Ci sono vari argomenti
affrontati. Ma c'è una canzone che mi sta a cuore in modo particolare, nella
quale parlo di un tema che mi crea molte difficoltà, e che è il mio rapporto
con Dio. Sono stato cattolico ed ora fatico un po' a vivere un rapporto con Dio
mediato dal senso di sacrificio, di espiazione e da rappresentazioni un po'
macabre come il cibarsi del sangue e del corpo di Cristo: raffigurazioni che
hanno a che fare col dolore. Sento di aver bisogno di un rapporto un più
semplice e meno opprimente. In questa canzone penso di aver trovato una
scorciatoia, una persona, un tramite con Lui per quei momenti in cui sento di
aver perso i contatti.
A questo tramite hai affidato dei pensieri da comunicare
al "Capoccia", come diceva Gassman?
Si è un po' il senso di
questa canzone. Ce n'è un'altra che parla dello sesso tema che s'intitola,
"Chissà se in cielo passano gli Who", in cui in maniera più leggera
e ironica ammetto che si può fare lo sforzo di fare le cose giuste e di
guadagnarci il tanto ambito premio della vita eterna, però dobbiamo essere
sicuri di ascoltare la musica che ci piace.
Insomma tutti i problemi di Ligabue che ci sono in questo
momento, sono dentro l'album. Invece "Ti sento"?
"Ti sento" è una
canzone d'amore, la prima in cui non ci sono riferimenti sessuali espliciti, ma
che forse possiamo definire più sensuali.
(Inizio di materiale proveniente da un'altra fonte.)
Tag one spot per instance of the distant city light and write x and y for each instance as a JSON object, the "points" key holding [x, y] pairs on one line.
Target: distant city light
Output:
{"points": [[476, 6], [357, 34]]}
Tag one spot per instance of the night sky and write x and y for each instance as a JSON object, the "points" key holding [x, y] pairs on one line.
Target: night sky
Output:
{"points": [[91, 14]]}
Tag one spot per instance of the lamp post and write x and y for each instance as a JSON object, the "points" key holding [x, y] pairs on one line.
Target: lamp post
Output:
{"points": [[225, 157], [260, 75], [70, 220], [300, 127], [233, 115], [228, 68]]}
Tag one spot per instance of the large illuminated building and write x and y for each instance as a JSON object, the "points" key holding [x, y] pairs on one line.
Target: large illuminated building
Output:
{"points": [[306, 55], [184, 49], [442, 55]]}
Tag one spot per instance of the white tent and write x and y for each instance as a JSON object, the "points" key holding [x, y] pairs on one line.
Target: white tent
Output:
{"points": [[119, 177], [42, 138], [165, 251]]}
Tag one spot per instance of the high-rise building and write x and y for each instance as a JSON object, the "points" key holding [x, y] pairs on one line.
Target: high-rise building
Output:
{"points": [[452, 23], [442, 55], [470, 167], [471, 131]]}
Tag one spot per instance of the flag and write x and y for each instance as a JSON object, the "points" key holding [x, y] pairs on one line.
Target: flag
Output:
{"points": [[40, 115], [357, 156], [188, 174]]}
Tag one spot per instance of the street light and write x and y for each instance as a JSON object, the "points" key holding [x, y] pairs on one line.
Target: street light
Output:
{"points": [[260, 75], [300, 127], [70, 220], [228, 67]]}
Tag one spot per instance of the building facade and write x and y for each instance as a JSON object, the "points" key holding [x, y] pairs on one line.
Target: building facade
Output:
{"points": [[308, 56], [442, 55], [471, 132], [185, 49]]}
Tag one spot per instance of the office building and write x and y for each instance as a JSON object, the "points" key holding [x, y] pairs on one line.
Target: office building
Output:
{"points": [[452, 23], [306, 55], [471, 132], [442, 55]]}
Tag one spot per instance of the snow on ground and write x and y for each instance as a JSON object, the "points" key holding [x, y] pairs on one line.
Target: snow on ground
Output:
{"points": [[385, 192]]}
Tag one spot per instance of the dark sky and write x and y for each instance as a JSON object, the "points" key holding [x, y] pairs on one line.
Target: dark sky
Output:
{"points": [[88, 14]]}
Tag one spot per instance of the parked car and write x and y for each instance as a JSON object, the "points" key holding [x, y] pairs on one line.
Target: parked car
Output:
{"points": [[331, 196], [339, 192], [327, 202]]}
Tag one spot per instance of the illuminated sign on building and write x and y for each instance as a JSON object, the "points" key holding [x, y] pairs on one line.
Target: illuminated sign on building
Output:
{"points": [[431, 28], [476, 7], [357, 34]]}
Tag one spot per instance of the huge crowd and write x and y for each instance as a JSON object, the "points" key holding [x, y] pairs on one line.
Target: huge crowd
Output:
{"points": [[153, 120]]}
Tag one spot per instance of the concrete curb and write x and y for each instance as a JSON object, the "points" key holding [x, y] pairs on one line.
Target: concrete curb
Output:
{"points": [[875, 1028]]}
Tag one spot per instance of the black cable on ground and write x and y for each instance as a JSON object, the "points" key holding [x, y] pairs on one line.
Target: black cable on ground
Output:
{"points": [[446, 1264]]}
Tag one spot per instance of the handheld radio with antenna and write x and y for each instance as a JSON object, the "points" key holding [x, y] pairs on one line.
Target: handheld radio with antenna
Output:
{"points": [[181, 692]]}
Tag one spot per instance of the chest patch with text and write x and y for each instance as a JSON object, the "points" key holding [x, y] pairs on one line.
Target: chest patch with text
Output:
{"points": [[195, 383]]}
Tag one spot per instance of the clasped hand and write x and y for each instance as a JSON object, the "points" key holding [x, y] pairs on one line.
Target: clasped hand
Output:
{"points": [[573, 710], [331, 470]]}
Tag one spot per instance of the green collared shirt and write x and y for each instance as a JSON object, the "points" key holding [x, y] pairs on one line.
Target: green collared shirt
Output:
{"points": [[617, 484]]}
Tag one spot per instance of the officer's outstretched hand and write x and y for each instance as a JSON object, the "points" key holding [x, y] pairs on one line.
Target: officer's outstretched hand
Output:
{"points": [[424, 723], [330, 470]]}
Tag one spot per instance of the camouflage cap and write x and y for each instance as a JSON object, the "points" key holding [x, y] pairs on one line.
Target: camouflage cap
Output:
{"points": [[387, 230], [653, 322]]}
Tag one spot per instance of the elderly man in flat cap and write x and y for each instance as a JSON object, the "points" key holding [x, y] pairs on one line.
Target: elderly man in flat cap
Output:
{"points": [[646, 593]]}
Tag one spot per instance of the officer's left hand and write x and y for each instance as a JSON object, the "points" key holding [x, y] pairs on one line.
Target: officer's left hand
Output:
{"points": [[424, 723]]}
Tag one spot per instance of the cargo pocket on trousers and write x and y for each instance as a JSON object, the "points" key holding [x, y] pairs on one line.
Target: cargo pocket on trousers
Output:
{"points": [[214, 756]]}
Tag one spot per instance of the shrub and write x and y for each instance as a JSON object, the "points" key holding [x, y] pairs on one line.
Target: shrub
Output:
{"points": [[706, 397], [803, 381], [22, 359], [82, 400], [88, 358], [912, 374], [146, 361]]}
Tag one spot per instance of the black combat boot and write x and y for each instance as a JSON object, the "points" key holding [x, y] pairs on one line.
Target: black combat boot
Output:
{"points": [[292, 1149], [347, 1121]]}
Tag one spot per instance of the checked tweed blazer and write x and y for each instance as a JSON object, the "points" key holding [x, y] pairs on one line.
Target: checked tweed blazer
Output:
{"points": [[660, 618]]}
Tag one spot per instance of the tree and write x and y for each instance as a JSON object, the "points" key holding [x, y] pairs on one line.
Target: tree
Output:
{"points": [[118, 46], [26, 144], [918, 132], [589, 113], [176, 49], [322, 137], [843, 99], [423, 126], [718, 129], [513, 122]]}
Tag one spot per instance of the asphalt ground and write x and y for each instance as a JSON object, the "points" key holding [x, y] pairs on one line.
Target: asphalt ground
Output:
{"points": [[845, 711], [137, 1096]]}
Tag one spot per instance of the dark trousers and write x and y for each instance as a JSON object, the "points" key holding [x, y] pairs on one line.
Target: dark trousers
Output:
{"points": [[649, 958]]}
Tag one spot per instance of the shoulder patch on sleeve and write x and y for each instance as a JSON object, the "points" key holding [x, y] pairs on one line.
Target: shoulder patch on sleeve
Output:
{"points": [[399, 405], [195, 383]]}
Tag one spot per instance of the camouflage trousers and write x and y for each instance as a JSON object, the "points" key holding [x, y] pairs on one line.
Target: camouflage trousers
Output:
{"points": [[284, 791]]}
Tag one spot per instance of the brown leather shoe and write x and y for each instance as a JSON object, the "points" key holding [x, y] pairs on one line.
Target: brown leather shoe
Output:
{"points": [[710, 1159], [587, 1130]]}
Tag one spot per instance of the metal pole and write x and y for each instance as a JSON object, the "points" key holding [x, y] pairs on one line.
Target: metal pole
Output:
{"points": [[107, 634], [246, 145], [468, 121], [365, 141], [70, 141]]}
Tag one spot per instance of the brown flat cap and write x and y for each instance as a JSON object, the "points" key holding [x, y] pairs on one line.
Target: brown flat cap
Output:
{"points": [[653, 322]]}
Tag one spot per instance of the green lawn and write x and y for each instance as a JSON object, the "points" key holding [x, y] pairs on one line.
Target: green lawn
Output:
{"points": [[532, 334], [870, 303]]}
Nella canzone si racconta quanto
senti attraverso i sensi, l'oggetto del tuo amore: nelle canzoni, nell'aria come
profumo.
A Cannes il tuo film
è stato accettato in una sezione molto prestigiosa, che è "la settimana
della critica", credo questo sia un grande onore per te in qualità di
regista.
Questo fatto ci
dà molta soddisfazione e siamo curiosi di vedere il tipo di effetto che
potrebbe suscitare il film in Francia e al di fuori del nostro paese in quanto
quella trattata è una storia che appartiene soprattutto all'Italia. Inoltre,
non essendo in concorso siamo molto rilassati e forse andremo a Cannes a fare un
po' di casino.
C'è da aspettarsi Ligabue sulla Croisette che fa un concerto?
Oppure che giro nudo come
qualche stellina. Scherzo, ancora non abbiamo deciso nulla, ma è probabile che
facciamo qualcosa.
Questa è una buona notizia perché lì non succede
tantissimo. Se tu dovessi cominciare un racconto autobiografico, come lo
cominceresti?
Comincerei con: "Era
un testardo e non cambiò mai idea rispetto a rimanere testardo..." Forse
il libro potrebbe già finire così, sarebbe il libro più breve che abbia mai
scritto e comunque non venderebbe tantissimo. Sarebbe un documentario, una
fotografia più che un libro.
Testardo?
Sì, lo sono e continuo ad
esserlo, anche se non è che ne sia orgoglioso. Sono tediato da sentimenti tipo
l'orgoglio, ma sono cose che ti aiutano a perseguire i tuoi obiettivi, anche nei
momenti di difficoltà.
La cosa che ti fa arrabbiare da testardo qual è?
Mi fanno arrabbiare le sentenze
troppo veloci. Mi arrabbio con i giudici senza appello, che non hanno seguito
l'evolversi del processo. Si arriva troppo presto a conclusioni su una persona
in base ad una sua fotografia, ad una sua apparizione in televisione, è un modo
di fare troppo ingeneroso, perché per giudicare una persona occorre che gli si
dedichi un po' di tempo. Se c'è un po' di gente che vuole dedicare un po' di
tempo all'ascolto di questo disco ne sarei contento e allo stesso tempo spero
che chi lo ascolta sia felice nel farlo.